Para analisar os testamentos e inventários, a historiografia atual utilizou-se de vários modos interpretativos.[2] No entanto, a principal abordagem escolhida para compreender a atuação das mulheres senhoriais foi a categoria de análise gênero.


[1] Para a análise da vida material escolheu-se a abordagem braudeliana. Fernand Braudel. Civilização Material, Economia e Capitalismo. As estruturas do cotidiano. São Paulo: Companhia das Letras, vol. 1, 1997.

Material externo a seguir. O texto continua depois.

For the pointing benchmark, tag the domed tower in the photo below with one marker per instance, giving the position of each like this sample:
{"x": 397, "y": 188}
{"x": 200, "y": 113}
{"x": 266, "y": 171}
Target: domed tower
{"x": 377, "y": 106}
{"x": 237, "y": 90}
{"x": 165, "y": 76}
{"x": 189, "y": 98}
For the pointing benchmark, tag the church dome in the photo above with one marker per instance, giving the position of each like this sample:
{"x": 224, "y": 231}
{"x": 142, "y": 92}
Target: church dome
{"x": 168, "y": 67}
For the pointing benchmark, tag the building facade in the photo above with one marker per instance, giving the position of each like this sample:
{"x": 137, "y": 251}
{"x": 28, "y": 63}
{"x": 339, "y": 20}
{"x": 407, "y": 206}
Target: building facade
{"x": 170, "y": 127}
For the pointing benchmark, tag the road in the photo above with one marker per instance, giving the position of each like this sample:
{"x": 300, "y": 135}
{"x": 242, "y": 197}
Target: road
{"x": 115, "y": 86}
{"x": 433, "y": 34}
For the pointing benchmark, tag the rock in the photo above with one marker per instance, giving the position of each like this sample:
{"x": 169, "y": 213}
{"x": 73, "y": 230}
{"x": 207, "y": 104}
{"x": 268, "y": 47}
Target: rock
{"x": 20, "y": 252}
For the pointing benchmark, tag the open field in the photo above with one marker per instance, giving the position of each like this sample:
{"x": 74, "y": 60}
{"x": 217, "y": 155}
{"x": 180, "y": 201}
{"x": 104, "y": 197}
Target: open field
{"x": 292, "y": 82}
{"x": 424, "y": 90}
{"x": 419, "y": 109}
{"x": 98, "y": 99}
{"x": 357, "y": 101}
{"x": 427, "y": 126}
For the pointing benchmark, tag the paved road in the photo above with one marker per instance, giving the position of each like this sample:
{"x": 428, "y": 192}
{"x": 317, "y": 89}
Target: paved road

[2] Dentre os trabalhos que se utilizaram dos testamentos e inventários no período colonial das mais variadas perspectivas estão: John French. “Riqueza, poder e mão-de-obra em uma economia de subsistência”. In: Revista do Archivo Municipal: São Paulo, 1982. Sheila de Castro Faria. A colônia em movimento. Fortuna e família no cotidiano colonial. Rio de Janeiro: Nova Fronteira, 1998. Carlos de Almeida Prado Bacellar. Os senhores da terra: famílias e sistema sucessório de engenhos do oeste paulista, 1765-1855. Campinas: Área de Publicações CMU/Unicamp, 1997. John Manuel Monteiro. Negros da terra. Indios e bandeirantes nas origens de São Paulo. São Paulo: Companhia das Letras, 1994.